そんな場所にもかかわらず、多くの人が集まっていた。
「おう、すまねぇ! お医者先生のお宅はここかい?」
「そうだよ。おや、急病人かい?」
「なに、このばぁさん、足を捻ってるみたいでね。道で蹲ってたのを、連れて来たのさ」
「そりゃ大変だ! とりあえず、おトキちゃんを呼んでこねぇと!」
「ちょいと、おトキちゃん!」
「はーい! 今行きます!」
「ばぁさん、もう心配いらねぇみたいだよ! いま、そこに下ろすからな!」
老婆を縁側に座らせ一息つくと同時に、ふすまが開く。
現れたのは、白衣を着た女性であった。
お医者先生なのか、お手伝いなのかはわからないが、きりりとした姿である。
ダイ公は思わず、息を吞んだ。
美しい、あまりにも美しい娘であった。
見た目だけの話ではない。
その心根も、間違いなく凛と美しいものだったのである。
ちゃらんぽらんなように見えても、ダイ公は当代の大魔王様である。
その目は「姿」だけでなく、「心」までも見抜く、いわゆる魔眼であった。
様々なものを見通すその目は、ただ着飾っただけ、見た目がよろしいだけのものを「美しい」とはとらえない。
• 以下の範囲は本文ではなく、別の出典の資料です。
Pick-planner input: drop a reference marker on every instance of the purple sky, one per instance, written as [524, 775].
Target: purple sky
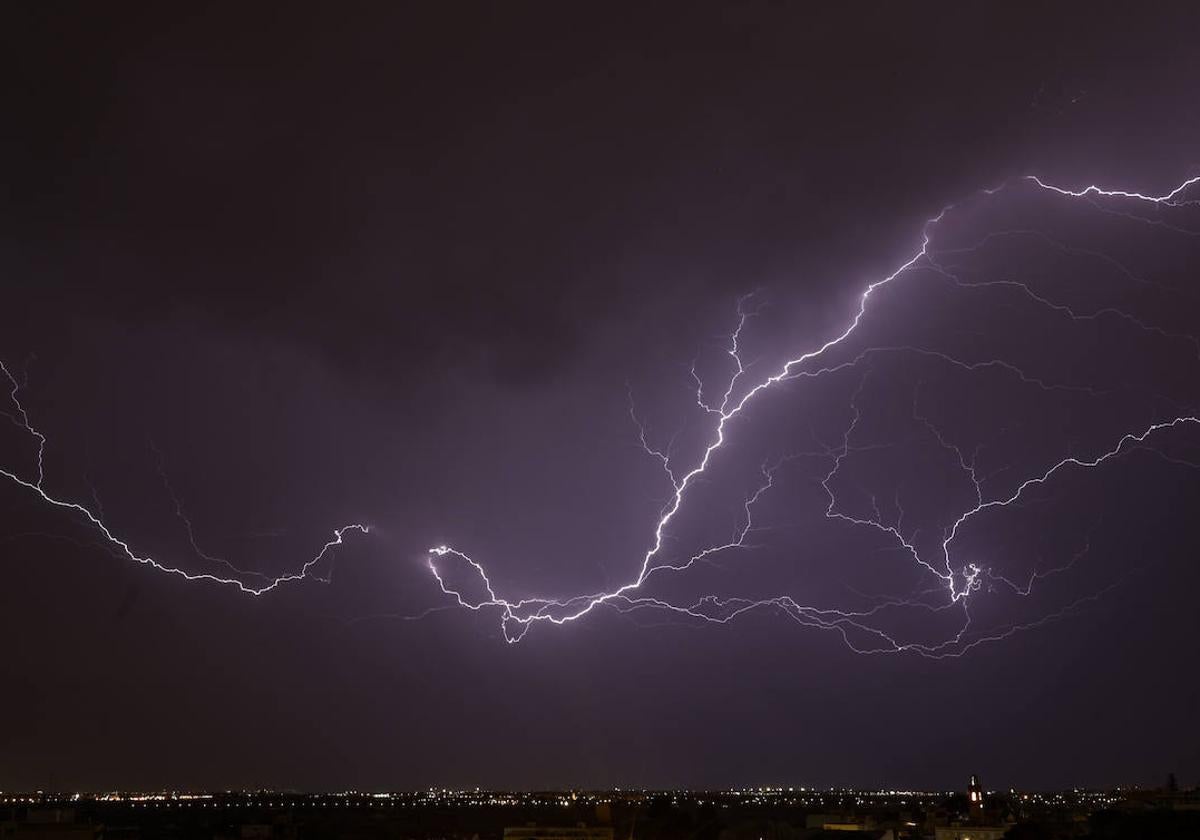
[270, 274]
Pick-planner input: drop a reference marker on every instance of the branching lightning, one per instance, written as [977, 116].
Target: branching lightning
[952, 585]
[949, 585]
[95, 517]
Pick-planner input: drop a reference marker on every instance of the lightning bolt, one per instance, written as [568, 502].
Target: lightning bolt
[94, 516]
[953, 588]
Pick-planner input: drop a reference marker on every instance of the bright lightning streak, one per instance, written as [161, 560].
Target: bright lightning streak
[37, 486]
[952, 585]
[516, 617]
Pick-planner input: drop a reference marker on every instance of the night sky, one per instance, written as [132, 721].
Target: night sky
[438, 270]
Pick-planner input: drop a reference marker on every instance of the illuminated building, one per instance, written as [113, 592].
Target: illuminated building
[975, 795]
[977, 826]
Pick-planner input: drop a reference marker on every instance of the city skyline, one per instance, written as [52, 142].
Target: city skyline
[539, 397]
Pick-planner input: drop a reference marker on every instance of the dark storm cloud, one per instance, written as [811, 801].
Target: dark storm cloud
[399, 264]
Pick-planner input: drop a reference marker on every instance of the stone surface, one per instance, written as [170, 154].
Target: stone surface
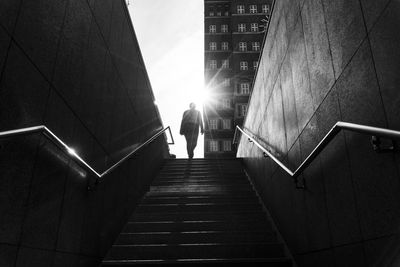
[346, 30]
[384, 42]
[318, 51]
[373, 10]
[23, 93]
[44, 17]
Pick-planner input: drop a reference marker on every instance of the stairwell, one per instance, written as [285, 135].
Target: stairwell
[199, 212]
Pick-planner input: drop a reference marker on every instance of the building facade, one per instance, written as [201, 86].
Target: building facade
[234, 32]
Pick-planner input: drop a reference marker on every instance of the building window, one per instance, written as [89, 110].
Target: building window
[225, 64]
[213, 64]
[244, 65]
[226, 124]
[244, 89]
[213, 146]
[241, 27]
[227, 145]
[254, 27]
[255, 65]
[213, 124]
[265, 8]
[226, 82]
[212, 29]
[255, 46]
[225, 103]
[213, 46]
[240, 9]
[243, 46]
[253, 9]
[241, 110]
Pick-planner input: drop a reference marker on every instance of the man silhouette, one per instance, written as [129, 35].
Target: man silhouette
[191, 121]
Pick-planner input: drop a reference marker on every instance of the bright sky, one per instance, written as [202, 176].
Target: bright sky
[171, 38]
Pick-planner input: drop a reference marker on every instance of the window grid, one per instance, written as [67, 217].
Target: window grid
[225, 64]
[225, 103]
[213, 46]
[240, 9]
[253, 9]
[254, 27]
[226, 124]
[265, 8]
[241, 27]
[242, 110]
[212, 28]
[255, 46]
[213, 146]
[213, 124]
[226, 145]
[213, 64]
[243, 46]
[244, 65]
[255, 65]
[226, 82]
[244, 88]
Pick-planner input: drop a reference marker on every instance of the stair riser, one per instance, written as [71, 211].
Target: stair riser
[197, 216]
[197, 252]
[185, 238]
[190, 227]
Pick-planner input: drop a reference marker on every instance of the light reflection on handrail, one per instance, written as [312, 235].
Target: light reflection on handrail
[48, 133]
[375, 131]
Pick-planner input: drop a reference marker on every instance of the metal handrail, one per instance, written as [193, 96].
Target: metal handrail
[375, 131]
[48, 133]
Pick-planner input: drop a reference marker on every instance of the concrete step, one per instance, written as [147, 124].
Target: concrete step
[190, 226]
[198, 207]
[264, 262]
[197, 237]
[200, 199]
[197, 216]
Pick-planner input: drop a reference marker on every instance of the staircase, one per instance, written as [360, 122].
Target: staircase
[199, 212]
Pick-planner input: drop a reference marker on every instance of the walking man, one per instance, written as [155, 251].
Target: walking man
[191, 121]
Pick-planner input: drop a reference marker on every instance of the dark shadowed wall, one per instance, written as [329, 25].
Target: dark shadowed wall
[74, 66]
[326, 61]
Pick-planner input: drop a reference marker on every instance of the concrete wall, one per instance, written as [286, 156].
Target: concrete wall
[74, 66]
[326, 61]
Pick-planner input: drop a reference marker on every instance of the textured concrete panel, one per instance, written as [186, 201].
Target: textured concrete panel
[41, 222]
[376, 186]
[317, 48]
[358, 91]
[373, 10]
[341, 202]
[385, 41]
[47, 18]
[34, 257]
[9, 11]
[23, 93]
[8, 254]
[350, 256]
[383, 251]
[289, 103]
[17, 162]
[346, 30]
[301, 81]
[4, 45]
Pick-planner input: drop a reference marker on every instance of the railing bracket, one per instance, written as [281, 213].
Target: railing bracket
[389, 146]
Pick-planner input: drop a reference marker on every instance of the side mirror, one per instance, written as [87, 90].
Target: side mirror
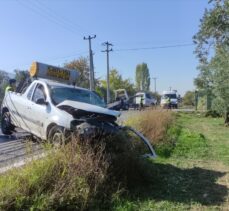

むしろ余人には到底見通せぬはずの心根の清さにこそ、美しさを見出すのである。
もちろん、だからと言って外見が悪いわけでは決してない。
むしろこの娘は外見もすこぶるよく、居るだけでまるで花が咲いたように周囲が華やかになるようである。
外見も、中身も、驚くほどに美しい。
「まぁ、ツネさん! どうしたんです?」
「ちょっと足を捻っちまってねぇ。道で難儀してたら、この人が背負ってここまで連れて来てくれたのよ」
「まぁ! それは、ありがとうございます! 大変だったでしょう?」
「へっ!? いえっ、そんな! 全然大したこたぁ、なかったでございますです、はい」
「とにかく、ツネさんを先生におみせしないといけません。忙しなくて申し訳ないんですが」
「いえいえいえ! そんな、そりゃそうですとも、はい! すぐに、お医者先生に診ていただいて!」
ダイ公がバカのように首を縦に振るのを見て、おトキと呼ばれた娘はクスリと笑った。
その笑顔があまりにまぶしく、ダイ公はぽかんとした顔になる。
おトキは老婆を支えながら、家の奥へと入っていく。
「おい、兄さん、だいじょうぶかい?」
「あらら。こりゃダメだ。おトキちゃんに見とれちゃってるよ」
「器量よしだからねぇ、仕方ないわよぉ」
周りの者たちに声をかけられても、ダイ公はしばらく突っ立ったままであった。